De nombreuses ONG ont critiqué lors des différentes conférences internationales l'intervention du FEM. Pour elles, trop souvent, le FEM ne s'attaque pas aux causes primaires de l'érosion de la biodiversité. Elles déplorent, en particulier, que le FEM ne s'engage pas dans la défense des modes de gestion traditionnelle mis en oeuvre par les populations locales. Pour Catherine Aubertin et Frank-Dominique Vivien, auteurs du livre "Les enjeux de la biodiversité", le FEM peut même avoir des effets pervers. Ils notent que: "A la limite, plus un projet de développement est mauvais pour l'environnement, plus son coût additionnel (sa "mise au vert") sera important et plus il sera aidé financièrement par le FEM." Dans certains projets, comme particulièrement ceux concernant la protection de la biodiversité, il s'avère, de plus en plus difficile, voire impossible, d'évaluer le coût additionnel.

 

Le FFEM, Fonds Français pour l'Environnement Mondial

"Le FEM permet de mettre en application les orientations de la Convention. Par exemple, actuellement, la Convention développe des approches écosystémiques des problèmes, c'est à dire, elle dit : si l'on veut protéger telle espèce, il ne faut pas s'occuper uniquement de cette espèce, il faut s'occuper de tout l'environnement qu'il y a autour. Cette approche écosystémique pourrait rester uniquement dans les textes mais comme le FEM finance des projets de protection, il peut obliger et orienter les actions en ne financant que les projets qui prônent une action écosystémique avancée."

Bernard Roussel, ethnobotaniste, professeur au Museum national d'histoire naturelle.
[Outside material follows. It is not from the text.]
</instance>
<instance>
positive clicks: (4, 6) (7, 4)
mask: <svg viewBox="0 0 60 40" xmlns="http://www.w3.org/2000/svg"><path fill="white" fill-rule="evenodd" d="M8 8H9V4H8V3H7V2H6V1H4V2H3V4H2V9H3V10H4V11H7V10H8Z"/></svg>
En 1994, la France créait un fonds propre, le Fonds Français pour l'Environnement Mondial (FFEM). Il a été doté de 440 millions de francs pour une période de trois ans allant de 1994 à 1997. Pourquoi avoir créé le FFEM alors qu'il existait déjà une structure internationale avec le FEM? Selon Christian de Gromard, de la Caisse française de développement, organisme chargé de gérer le FFEM, "le FEM intervenait peu sur les PMA (pays moins avancés) et en particulier en Afrique. D'autre part, le mécanisme du FFEM étant bilatéral, et non pas multilatéral comme le FEM, cela permet d'avoir une intervention plus directe et rapide." Le FFEM a servi à financer des projets pour un montant total de 2 milliards de francs. Fin 1996, sur 44 projets financés par le FFEM, 20 concernaient la biodiversité et représentaient 38% des fonds accordés.

Michel Chauvet, responsable du Bureau des Ressources Génétiques, reste optimiste: "Si des structures internationales comme la Convention sur la biodiversité semblent, a priori, avancer à la lenteur d'un paquebot, il est indéniable qu'en analysant les résultats sur des périodes de l'ordre de 10, 20 ans, les préoccupations des États envers l'environnement ont bel et bien changé et sont de plus en plus effectives".